Although there are several evidence-based cost-effective interventions for people with opioid use disorder (OUD), they are underutilized. Questions remain regarding intervention selection, and cost of service delivery. Simulation modeling offers an opportunity to support decision making to address the syndemic of opioid overdose, HIV, and hepatitis C (HCV). In an article recently published in the International Journal of Drug Policy, the OUD Modeling writing group described the benefits of using simulation models for OUD-related clinical and public health decision making and the different types of simulation models available. They also identified the need to collect and synthesize local data to model sub-epidemics and calibrate models to support local decision making.
The authors outlined several benefits of simulation modeling that allow researchers to study scenarios that would not be possible to study in the real world at the necessary pace required for decision making. Simulation models can translate results from small-scale trials to the population level. They can also be used to explore uncertainty regarding current knowledge in order to highlight important individual-level, and system-level factors that drive outcomes. In doing so, they can explore the health effect and costs of different intervention combinations over long periods of time that exceed what would be feasible during a clinical trial. Additionally, models can examine benefits and costs from multiple perspectives such as the healthcare system, the criminal justice system, or the broader societal perspective. This can help inform the priorities of future research and provide real-time estimates for policymakers to make decisions.

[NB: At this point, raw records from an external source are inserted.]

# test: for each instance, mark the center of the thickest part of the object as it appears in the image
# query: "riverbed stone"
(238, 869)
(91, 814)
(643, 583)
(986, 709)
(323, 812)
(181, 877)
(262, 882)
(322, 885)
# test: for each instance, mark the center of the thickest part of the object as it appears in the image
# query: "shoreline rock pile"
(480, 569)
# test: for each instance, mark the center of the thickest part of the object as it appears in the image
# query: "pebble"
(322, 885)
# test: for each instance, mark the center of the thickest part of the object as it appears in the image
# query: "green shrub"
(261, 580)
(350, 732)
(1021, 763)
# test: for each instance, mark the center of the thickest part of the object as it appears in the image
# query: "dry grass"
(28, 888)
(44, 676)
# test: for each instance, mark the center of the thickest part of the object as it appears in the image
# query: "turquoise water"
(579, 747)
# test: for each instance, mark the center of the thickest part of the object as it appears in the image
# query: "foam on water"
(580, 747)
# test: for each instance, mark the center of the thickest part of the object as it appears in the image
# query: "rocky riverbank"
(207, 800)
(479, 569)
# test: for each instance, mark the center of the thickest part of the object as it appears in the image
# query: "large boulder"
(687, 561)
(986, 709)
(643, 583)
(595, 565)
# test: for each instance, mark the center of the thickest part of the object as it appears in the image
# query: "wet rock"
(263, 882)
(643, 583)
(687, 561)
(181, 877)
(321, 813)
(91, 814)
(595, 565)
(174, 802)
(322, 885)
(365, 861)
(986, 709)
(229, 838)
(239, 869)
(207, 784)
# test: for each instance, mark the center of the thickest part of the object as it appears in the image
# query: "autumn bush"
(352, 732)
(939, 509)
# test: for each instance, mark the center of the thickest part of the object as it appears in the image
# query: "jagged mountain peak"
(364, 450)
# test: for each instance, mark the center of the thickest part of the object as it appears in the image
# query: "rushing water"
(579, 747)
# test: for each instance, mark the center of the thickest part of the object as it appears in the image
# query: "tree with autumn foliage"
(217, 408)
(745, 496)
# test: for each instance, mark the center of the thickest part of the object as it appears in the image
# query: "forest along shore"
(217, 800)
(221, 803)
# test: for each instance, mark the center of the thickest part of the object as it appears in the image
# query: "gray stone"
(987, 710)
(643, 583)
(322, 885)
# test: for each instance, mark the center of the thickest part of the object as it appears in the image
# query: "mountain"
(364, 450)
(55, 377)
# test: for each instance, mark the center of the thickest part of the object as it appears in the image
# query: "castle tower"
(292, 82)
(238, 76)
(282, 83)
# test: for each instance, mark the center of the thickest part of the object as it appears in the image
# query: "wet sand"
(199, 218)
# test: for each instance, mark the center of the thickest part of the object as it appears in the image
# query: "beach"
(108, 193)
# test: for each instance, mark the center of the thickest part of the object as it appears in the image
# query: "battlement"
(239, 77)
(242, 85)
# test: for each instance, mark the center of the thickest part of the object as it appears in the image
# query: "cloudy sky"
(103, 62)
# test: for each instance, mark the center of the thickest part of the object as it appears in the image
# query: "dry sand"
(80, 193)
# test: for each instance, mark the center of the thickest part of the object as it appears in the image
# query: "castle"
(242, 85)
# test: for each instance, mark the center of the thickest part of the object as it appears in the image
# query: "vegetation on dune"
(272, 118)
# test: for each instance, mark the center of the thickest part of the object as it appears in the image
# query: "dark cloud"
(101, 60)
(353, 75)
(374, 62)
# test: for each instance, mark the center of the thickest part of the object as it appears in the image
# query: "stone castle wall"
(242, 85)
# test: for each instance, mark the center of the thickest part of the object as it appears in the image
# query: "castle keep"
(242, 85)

Model selection depends on the research question, whether the model needs to account for interactions between individuals, the time horizon, and the granularity of the data available. Various types of models can be used to address these questions, including Markov models, micro-simulation models, population-based compartmental models, and agent-based models. The authors provide examples of how model selection can be “fit to purpose.” CHERISH currently offers consultation services to provide guidance for building the appropriate model.

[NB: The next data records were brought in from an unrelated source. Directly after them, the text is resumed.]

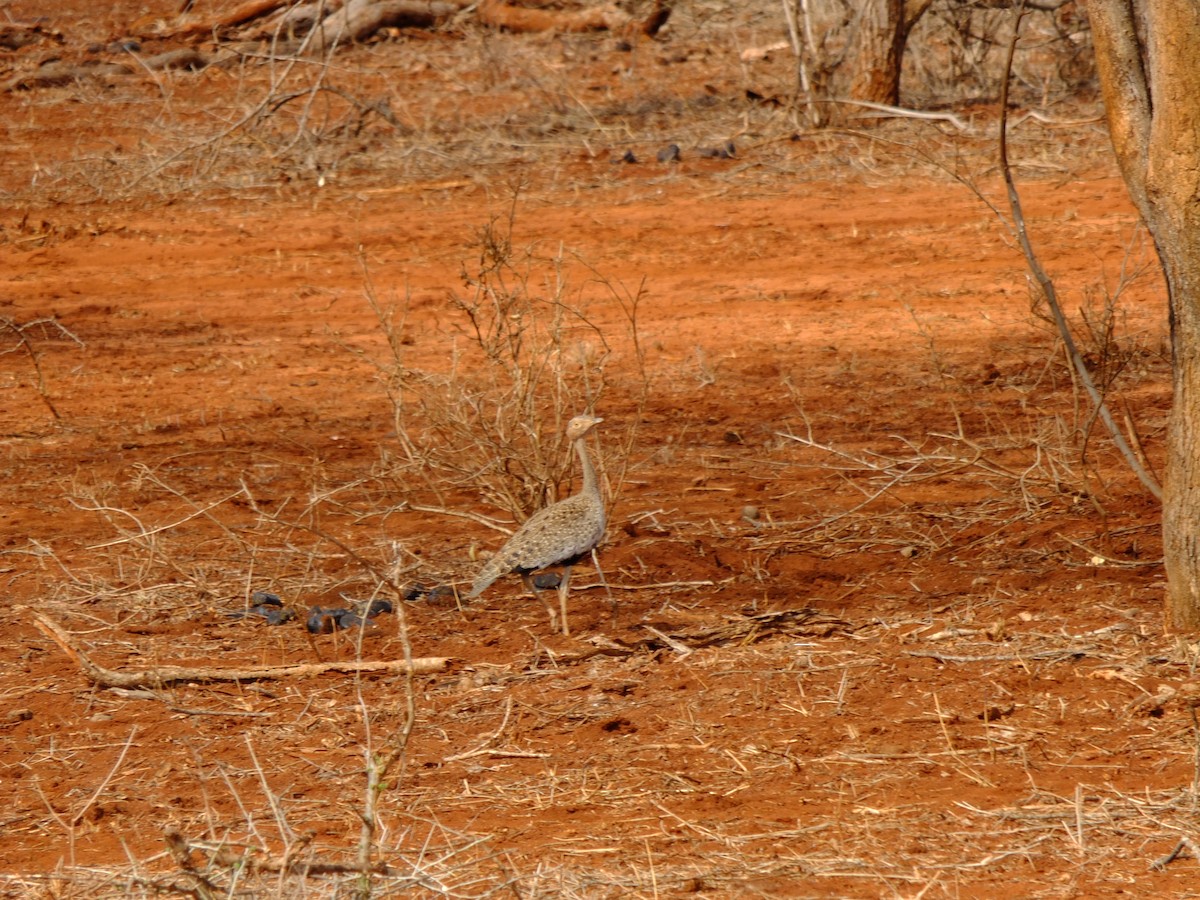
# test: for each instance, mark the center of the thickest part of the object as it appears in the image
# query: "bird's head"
(581, 425)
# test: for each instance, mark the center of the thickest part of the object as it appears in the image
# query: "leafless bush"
(527, 352)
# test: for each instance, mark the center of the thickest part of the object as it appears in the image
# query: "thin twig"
(1047, 285)
(161, 676)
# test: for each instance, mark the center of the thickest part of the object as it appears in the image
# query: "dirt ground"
(880, 612)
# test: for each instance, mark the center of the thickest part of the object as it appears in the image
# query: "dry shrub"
(528, 352)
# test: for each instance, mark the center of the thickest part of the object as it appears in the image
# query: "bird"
(561, 534)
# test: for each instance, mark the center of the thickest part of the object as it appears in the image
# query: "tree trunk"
(1146, 54)
(875, 52)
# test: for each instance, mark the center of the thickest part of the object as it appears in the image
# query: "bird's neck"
(589, 474)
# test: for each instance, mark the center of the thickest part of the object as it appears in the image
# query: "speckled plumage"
(561, 534)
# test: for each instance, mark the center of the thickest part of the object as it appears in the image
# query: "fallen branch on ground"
(160, 676)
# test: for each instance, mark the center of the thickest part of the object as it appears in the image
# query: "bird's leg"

Ultimately, model selection also depends data availability. The opioid crisis in North America is made up of several local epidemics that vary regarding drug supply, demographic characteristics and treatment capacity. These factors affect intervention selection, the effectiveness of the intervention and the financial capacity for implementation and scale up. In order to inform policymakers at a local level, the authors identify the need for local context-specific data. For example, a recent study by CHERISH Research Affiliate Bohdan Nosyk and colleagues modeled local HIV epidemics in six US cities to recommend cost-effective intervention combinations that met local needs.

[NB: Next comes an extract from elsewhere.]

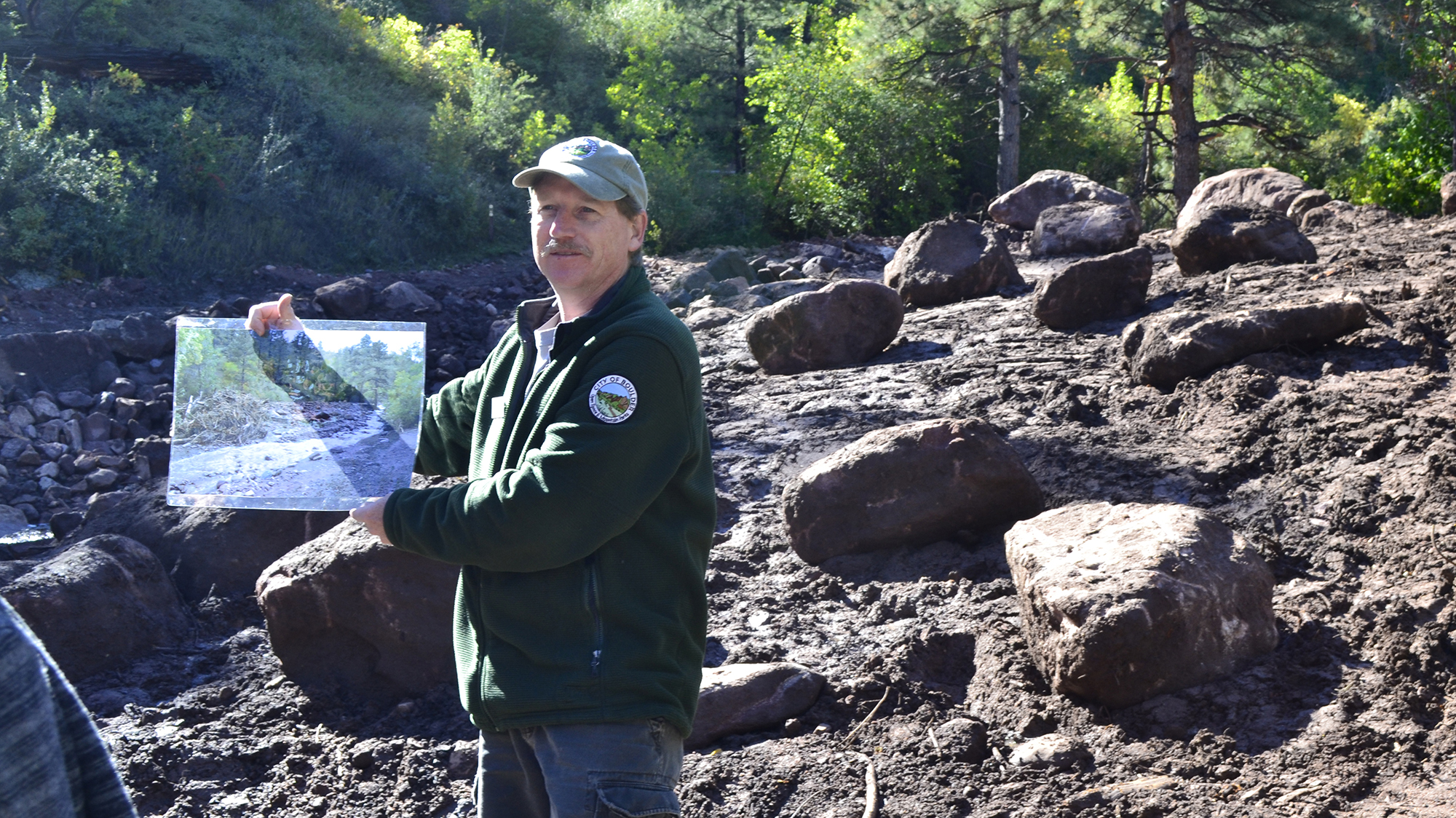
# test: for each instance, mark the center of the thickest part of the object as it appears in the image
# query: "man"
(53, 762)
(586, 522)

To maximize the impact of opioid models, the authors emphasize that substantial efforts will be required to collect, analyze, and synthesize the data needed to support model development. The authors encourage the modeling community to collaborate to share model code and pool resources to generate critical inferences; produce, adapt and cross-validate models; and effectively disseminate findings. They argue that the opioid crisis is unprecedented and the modeling community should recognize the need for a collaborative approach in order to respond as effectively as possible, while acknowledging the challenge to manage collaborations so that they produce timely results and address the questions of greatest relevance to policymakers at the local and regional level.